Last week I gave an invited talk at a workshop on computational pragmatics, which was mainly attended by linguists and psychologists. I wanted to explain how my perspective differed from theirs, and I ended up saying that I was an engineer, who
- Tried to understand the underlying linguistic, AI, and user issues, by looking at real-world language use (eg, corpora) and talking to real-world users, and then
- looked for simple engineering solutions to these problems.
This is in contrast to the linguists and psychologists at the workshop, who mostly
- Did controlled experiments with subjects, ranging from asking subjects about the appropriateness of sentences to looking at EEG data, and then
- built models and theories of language use based on these experiments.
It is also in contrast to most machine learning people, who
- Gather corpora (usually real-world but sometimes synthetic), and then
- determine which ML architecture does best at replicating the corpora
I think all of the above are scientifically worthy endeavours, provided the science is rigorously and properly done. But I also think that my emphasis really is a bit different from the above linguists, psychologists, and machine learning experts.
I gave a few examples at the workshop. The first occurred when we were building the SumTime weather forecast generator. I spent a lot of time both analysing corpora (manual and machine-learning) and talking to forecast readers and writers, and from this work realised that there was a lot of variation in the words used by different weather forecasters, and the readers didnt like this. For instance, the time phrase “by evening” was used by some forecasters to mean 1800 and others to mean 0000, which made it difficult for forecast readers to figure out what time a forecast was referring to. Anyways, having done a lot of analysis to identify the problem, we then decided on a very simple engineering solution, which was to avoid inconsistently used time phrases such as by evening and instead use consistent time phrases such as by midnight even if they occurred less often in the corpus. This strategy was very successful, and contributed to SumTime’s high quality forecasts, which indeed were sometimes considered (by forecast readers) to be better than human-produced forecasts.
Another example I talked about was Ross Turner’s work on choosing frames of reference in geographic descriptions. Ross did a lot of empirical analysis as above, and realised that reference frames had to make sense causally. For instance we cannot say “Unemployment increased in areas above 100m“, even if this is an accurate description of where unemployment increased, because people look for a causal connection between unemployment and altitude. We can however say “Rain expected in areas above 100m“, because this makes sense causally. Similarly, we can say “Unemployment increased in rural areas” but not “Rain expected in rural areas“. But again, after doing a lot of analysis to identify an interesting and unexpected linguistic problem, Ross then decided on a very simple engineering solution, which was to only use reference frames (eg altitude or rural/urban) which occurred in the corpus for the phenomenon being described.

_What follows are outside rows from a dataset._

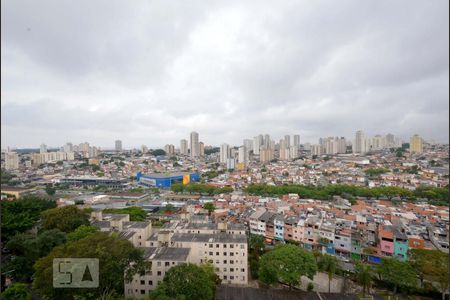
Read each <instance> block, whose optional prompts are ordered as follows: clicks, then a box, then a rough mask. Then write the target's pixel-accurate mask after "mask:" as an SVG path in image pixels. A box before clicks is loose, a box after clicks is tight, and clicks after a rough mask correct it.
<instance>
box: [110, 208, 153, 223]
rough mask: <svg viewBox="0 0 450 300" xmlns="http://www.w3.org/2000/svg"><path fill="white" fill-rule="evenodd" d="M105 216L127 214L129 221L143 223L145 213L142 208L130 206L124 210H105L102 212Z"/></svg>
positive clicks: (145, 215) (146, 215)
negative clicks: (117, 214)
mask: <svg viewBox="0 0 450 300" xmlns="http://www.w3.org/2000/svg"><path fill="white" fill-rule="evenodd" d="M103 213H106V214H128V215H130V221H145V219H146V218H147V212H146V211H145V210H144V209H143V208H142V207H137V206H130V207H126V208H107V209H104V210H103Z"/></svg>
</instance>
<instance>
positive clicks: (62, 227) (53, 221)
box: [42, 205, 89, 232]
mask: <svg viewBox="0 0 450 300" xmlns="http://www.w3.org/2000/svg"><path fill="white" fill-rule="evenodd" d="M81 225H89V215H88V213H87V212H85V211H84V210H81V209H79V208H78V207H76V206H75V205H69V206H63V207H57V208H52V209H49V210H46V211H44V212H43V213H42V228H43V229H46V230H48V229H54V228H57V229H59V230H61V231H63V232H71V231H74V230H75V229H76V228H78V227H79V226H81Z"/></svg>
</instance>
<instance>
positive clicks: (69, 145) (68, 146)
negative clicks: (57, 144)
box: [63, 143, 73, 153]
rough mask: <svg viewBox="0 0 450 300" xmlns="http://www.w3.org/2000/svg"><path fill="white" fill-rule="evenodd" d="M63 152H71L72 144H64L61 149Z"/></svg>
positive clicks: (66, 143) (70, 143)
mask: <svg viewBox="0 0 450 300" xmlns="http://www.w3.org/2000/svg"><path fill="white" fill-rule="evenodd" d="M63 151H64V152H66V153H68V152H73V145H72V143H66V144H65V145H64V147H63Z"/></svg>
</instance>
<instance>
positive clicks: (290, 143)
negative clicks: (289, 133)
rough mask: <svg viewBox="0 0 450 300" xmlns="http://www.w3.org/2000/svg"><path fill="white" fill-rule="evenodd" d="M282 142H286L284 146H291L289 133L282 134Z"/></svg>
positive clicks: (284, 142) (289, 146)
mask: <svg viewBox="0 0 450 300" xmlns="http://www.w3.org/2000/svg"><path fill="white" fill-rule="evenodd" d="M284 143H285V144H286V148H289V147H290V146H291V136H290V135H285V136H284Z"/></svg>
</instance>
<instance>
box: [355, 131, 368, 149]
mask: <svg viewBox="0 0 450 300" xmlns="http://www.w3.org/2000/svg"><path fill="white" fill-rule="evenodd" d="M353 146H354V149H353V152H354V153H360V154H364V153H366V136H365V135H364V132H363V131H361V130H358V131H357V132H356V134H355V143H354V145H353Z"/></svg>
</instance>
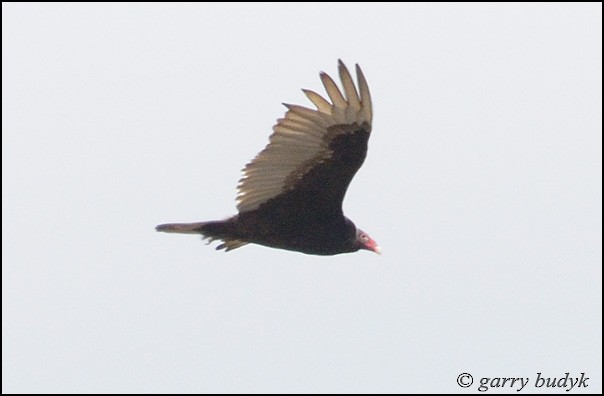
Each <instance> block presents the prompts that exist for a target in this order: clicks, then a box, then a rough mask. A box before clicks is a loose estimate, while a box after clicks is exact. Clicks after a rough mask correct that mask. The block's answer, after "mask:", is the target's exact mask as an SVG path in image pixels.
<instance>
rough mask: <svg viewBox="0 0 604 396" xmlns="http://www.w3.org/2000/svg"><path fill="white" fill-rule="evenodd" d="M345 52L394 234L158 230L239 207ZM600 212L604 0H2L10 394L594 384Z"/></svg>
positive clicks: (596, 378) (381, 188)
mask: <svg viewBox="0 0 604 396" xmlns="http://www.w3.org/2000/svg"><path fill="white" fill-rule="evenodd" d="M338 58H342V60H344V62H346V63H347V64H348V65H349V66H353V65H354V63H357V62H358V63H359V64H360V65H361V66H362V68H363V71H364V72H365V75H366V77H367V80H368V82H369V86H370V88H371V92H372V96H373V105H374V123H373V134H372V136H371V140H370V142H369V153H368V157H367V160H366V162H365V165H364V166H363V168H362V169H361V170H360V171H359V173H358V174H357V176H356V177H355V179H354V180H353V182H352V184H351V187H350V189H349V190H348V194H347V196H346V200H345V203H344V210H345V213H346V215H347V216H348V217H349V218H351V219H352V220H353V221H354V222H355V223H356V224H357V226H359V227H360V228H362V229H363V230H365V231H366V232H367V233H369V235H371V236H372V237H373V238H374V239H375V240H376V241H377V242H378V243H379V244H380V246H381V247H382V250H383V255H382V256H378V255H375V254H373V253H370V252H366V251H362V252H357V253H354V254H344V255H339V256H334V257H317V256H308V255H304V254H301V253H296V252H288V251H282V250H275V249H270V248H266V247H262V246H255V245H249V246H246V247H243V248H241V249H237V250H235V251H233V252H229V253H224V252H216V251H215V250H214V246H206V245H205V244H204V243H202V242H201V241H200V238H198V237H197V236H190V235H167V234H160V233H157V232H155V230H154V227H155V225H157V224H159V223H164V222H174V221H182V222H186V221H201V220H214V219H221V218H225V217H227V216H230V215H232V214H234V213H235V201H234V198H235V187H236V184H237V180H238V179H239V177H240V170H241V168H242V167H243V165H244V164H245V163H246V162H248V161H249V160H250V159H251V158H253V157H254V156H255V155H256V153H257V152H258V151H260V150H261V149H262V148H263V147H264V145H265V144H266V143H267V141H268V135H269V134H270V133H271V126H272V125H273V124H274V123H275V121H276V119H277V118H279V117H281V116H282V115H283V114H284V110H285V109H284V108H283V106H282V105H281V102H289V103H299V104H304V105H309V102H308V101H307V100H306V98H305V97H304V95H303V93H302V92H301V91H300V88H309V89H313V90H316V91H319V92H324V91H323V89H322V87H321V84H320V80H319V78H318V73H319V71H321V70H323V71H325V72H328V73H330V74H332V75H334V77H335V75H337V68H336V66H337V59H338ZM601 206H602V6H601V4H600V3H598V4H579V5H568V4H555V5H545V4H539V5H518V4H515V5H510V4H499V5H484V4H482V5H481V4H478V5H460V4H455V5H442V4H428V5H417V4H416V5H384V4H371V5H367V4H365V5H357V4H337V5H334V4H332V5H318V4H312V5H304V6H301V5H268V4H262V5H241V4H239V5H224V6H223V5H220V6H219V5H205V4H180V5H166V4H147V5H121V4H120V5H73V4H69V5H46V4H44V5H39V4H25V5H23V4H5V3H3V4H2V259H3V260H2V391H3V393H5V392H76V393H77V392H319V391H321V392H468V390H466V389H463V388H461V387H460V386H459V385H458V384H457V378H458V375H459V374H461V373H469V374H471V375H473V376H474V384H473V385H472V386H471V387H470V391H472V392H476V391H477V386H478V383H479V382H480V380H481V378H486V377H488V378H492V377H525V378H530V380H531V381H532V384H531V385H527V387H526V388H525V389H524V392H525V393H526V392H534V391H535V390H539V389H535V387H534V385H533V383H534V381H535V380H536V377H537V373H539V372H540V373H542V375H543V376H548V377H560V376H564V375H565V373H570V376H573V377H576V376H580V375H581V373H582V372H583V373H586V374H585V375H586V376H587V377H590V380H589V381H588V382H587V384H588V385H589V388H581V389H579V390H577V389H573V392H575V393H576V392H577V391H585V390H587V391H589V392H596V393H598V392H601V391H602V378H601V373H602V352H601V350H602V349H601V348H602V302H601V301H602V300H601V298H602V209H601ZM508 386H509V385H508ZM517 388H518V386H516V387H515V388H509V387H508V388H506V390H508V391H513V392H514V393H516V392H515V390H516V389H517ZM490 392H493V390H491V391H490Z"/></svg>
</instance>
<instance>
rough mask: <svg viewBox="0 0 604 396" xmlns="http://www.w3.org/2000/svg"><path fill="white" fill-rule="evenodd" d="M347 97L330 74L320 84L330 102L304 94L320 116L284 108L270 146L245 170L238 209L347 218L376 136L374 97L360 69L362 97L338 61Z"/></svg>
mask: <svg viewBox="0 0 604 396" xmlns="http://www.w3.org/2000/svg"><path fill="white" fill-rule="evenodd" d="M338 71H339V75H340V79H341V80H342V85H343V87H344V95H343V94H342V92H341V91H340V90H339V89H338V87H337V85H336V84H335V82H334V81H333V80H332V79H331V77H329V76H328V75H327V74H325V73H321V75H320V76H321V81H322V82H323V85H324V86H325V90H326V91H327V94H328V95H329V98H330V99H331V102H329V101H327V100H325V99H324V98H323V97H322V96H320V95H319V94H317V93H316V92H313V91H310V90H303V91H304V93H305V94H306V96H307V97H308V98H309V99H310V101H311V102H312V103H313V104H314V105H315V106H316V107H317V110H312V109H308V108H306V107H302V106H297V105H290V104H285V106H286V107H287V108H288V111H287V112H286V114H285V117H284V118H281V119H279V120H278V121H277V124H276V125H275V126H274V127H273V131H274V132H273V134H272V135H271V136H270V138H269V144H268V145H267V146H266V148H265V149H264V150H262V151H261V152H260V153H259V154H258V155H257V156H256V158H254V159H253V160H252V161H251V162H250V163H249V164H247V165H246V167H245V168H244V169H243V177H242V178H241V180H240V181H239V185H238V194H237V201H238V205H237V208H238V209H239V212H240V213H245V212H250V211H254V210H256V209H259V208H261V207H263V206H265V207H267V209H268V206H270V205H271V204H272V203H275V204H278V205H279V206H282V207H283V206H288V211H289V212H290V213H292V214H293V213H298V214H304V213H306V214H309V215H311V214H312V215H317V214H324V215H331V214H338V215H341V214H342V201H343V199H344V195H345V194H346V189H347V188H348V185H349V184H350V181H351V180H352V178H353V176H354V175H355V173H356V172H357V170H358V169H359V168H360V167H361V165H362V164H363V161H364V160H365V156H366V154H367V140H368V139H369V134H370V132H371V119H372V109H371V96H370V94H369V87H368V86H367V81H366V80H365V77H364V76H363V72H362V71H361V69H360V67H359V65H356V73H357V82H358V87H359V91H358V92H357V89H356V88H355V85H354V82H353V80H352V77H351V76H350V73H349V72H348V69H347V68H346V66H345V65H344V64H343V63H342V61H339V64H338Z"/></svg>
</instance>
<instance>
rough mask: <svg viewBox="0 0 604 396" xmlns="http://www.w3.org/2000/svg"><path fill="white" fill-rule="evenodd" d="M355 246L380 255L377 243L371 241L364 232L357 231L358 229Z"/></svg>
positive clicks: (368, 235) (360, 248)
mask: <svg viewBox="0 0 604 396" xmlns="http://www.w3.org/2000/svg"><path fill="white" fill-rule="evenodd" d="M356 244H357V246H358V248H359V249H365V250H371V251H372V252H374V253H377V254H382V251H381V250H380V247H379V246H378V245H377V243H376V242H375V241H374V240H373V239H371V237H370V236H369V235H367V233H366V232H365V231H363V230H359V229H358V228H357V239H356Z"/></svg>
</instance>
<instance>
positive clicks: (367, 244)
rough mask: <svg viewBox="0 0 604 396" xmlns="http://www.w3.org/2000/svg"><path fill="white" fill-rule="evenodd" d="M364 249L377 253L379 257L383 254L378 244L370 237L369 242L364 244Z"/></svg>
mask: <svg viewBox="0 0 604 396" xmlns="http://www.w3.org/2000/svg"><path fill="white" fill-rule="evenodd" d="M363 249H365V250H371V251H372V252H374V253H377V254H379V255H381V254H382V249H380V247H379V246H378V245H377V243H376V242H375V241H374V240H373V239H371V238H369V237H367V242H365V243H364V244H363Z"/></svg>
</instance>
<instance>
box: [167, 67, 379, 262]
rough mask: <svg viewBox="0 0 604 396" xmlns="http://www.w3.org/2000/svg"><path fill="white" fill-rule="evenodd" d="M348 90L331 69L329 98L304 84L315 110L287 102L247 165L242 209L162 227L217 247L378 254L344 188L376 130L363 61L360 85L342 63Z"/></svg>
mask: <svg viewBox="0 0 604 396" xmlns="http://www.w3.org/2000/svg"><path fill="white" fill-rule="evenodd" d="M338 72H339V74H340V79H341V80H342V86H343V87H344V95H342V92H341V91H340V90H339V88H338V87H337V85H336V84H335V82H334V81H333V80H332V79H331V77H329V76H328V75H327V74H325V73H321V74H320V76H321V81H322V82H323V85H324V86H325V90H326V91H327V95H329V98H330V99H331V103H330V102H329V101H327V100H325V99H324V98H323V97H322V96H320V95H319V94H317V93H316V92H313V91H310V90H303V92H304V93H305V94H306V96H307V97H308V99H310V101H311V102H312V103H313V104H314V105H315V106H316V107H317V110H312V109H308V108H306V107H302V106H297V105H291V104H284V105H285V107H287V112H286V113H285V117H284V118H281V119H279V120H278V121H277V124H276V125H275V126H274V127H273V131H274V132H273V134H272V135H271V136H270V138H269V144H268V145H267V146H266V148H265V149H264V150H262V151H261V152H260V153H259V154H258V155H257V156H256V158H254V159H253V160H252V161H251V162H250V163H248V164H247V165H246V166H245V168H244V169H243V177H242V178H241V180H239V184H238V194H237V209H238V210H239V214H237V215H235V216H233V217H230V218H229V219H227V220H223V221H204V222H200V223H188V224H162V225H159V226H157V227H156V229H157V231H162V232H172V233H180V234H202V235H203V238H204V239H207V240H208V241H209V242H212V241H214V240H216V239H220V240H222V243H221V244H220V245H218V247H217V248H216V249H217V250H218V249H225V250H226V251H227V252H228V251H229V250H233V249H236V248H238V247H241V246H243V245H246V244H248V243H256V244H259V245H264V246H269V247H273V248H278V249H287V250H294V251H298V252H302V253H306V254H317V255H334V254H339V253H349V252H356V251H357V250H359V249H365V250H371V251H373V252H376V253H380V249H379V247H378V246H377V244H376V243H375V241H373V239H371V238H370V237H369V236H368V235H367V234H366V233H365V232H363V231H361V230H360V229H358V228H356V226H355V225H354V223H353V222H352V221H350V220H349V219H347V218H346V217H344V214H343V212H342V201H343V200H344V195H345V194H346V189H347V188H348V185H349V184H350V181H351V180H352V178H353V177H354V175H355V173H356V172H357V171H358V170H359V168H360V167H361V165H362V164H363V161H364V160H365V156H366V155H367V140H368V139H369V134H370V132H371V118H372V111H371V96H370V95H369V87H368V86H367V81H366V80H365V77H364V76H363V72H362V71H361V68H360V67H359V65H356V72H357V82H358V88H359V91H358V93H357V89H356V88H355V85H354V82H353V80H352V77H351V76H350V73H349V72H348V69H347V68H346V66H344V63H342V61H341V60H340V61H339V64H338Z"/></svg>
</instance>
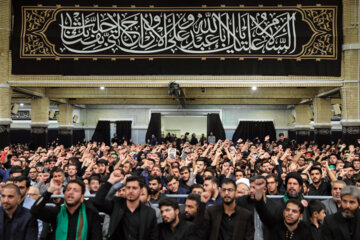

So we can use altitude with rain because the corpus contains altitude-based descriptions of rain, but we cannot use rural/urban with rain because the corpus does not contain any rural/urban-based descriptors of rain.
In the above examples (I could list many others) we did a lot of analysis (focusing on corpora and working with users) to identify underlying issues, such as forecasters using words inconsistently or readers expecting a causal rationale behind geographic descriptors. Having identified the issues, we looked for simple engineering solutions. We did not try to create generic models or theories of language, and we did not propose complex algorithmic/ML architectures for solving problems if simple (and algorithmically trivial) approaches worked.
I realised at the workshop that this kind of engineering perspective is perhaps a bit unusual in academic researchers. I certainly appreciate that most academics want to create broadly applicable models, theories, and architectures, and its fantastic when this is possible! But I sometimes wonder if the desire for this leads people to extrapolate from insufficient data, and build complex linguistic theories from a small set of examples; DRT (based on so-called “donkey” sentences) perhaps suffers from this. Also the desire of ML researchers to propose novel architectures in some cases perhaps leads them to propose complex deep-learning architectures for problems which can be solved by a simple-but-informed baseline (one example is described in Chen et al 2016).
Anyways, I think there is value in the engineering approach described above, and that it can teach us interesting things about language (through the issues it uncovers) as well as help us build useful systems. But of course there is value in the other approaches as well!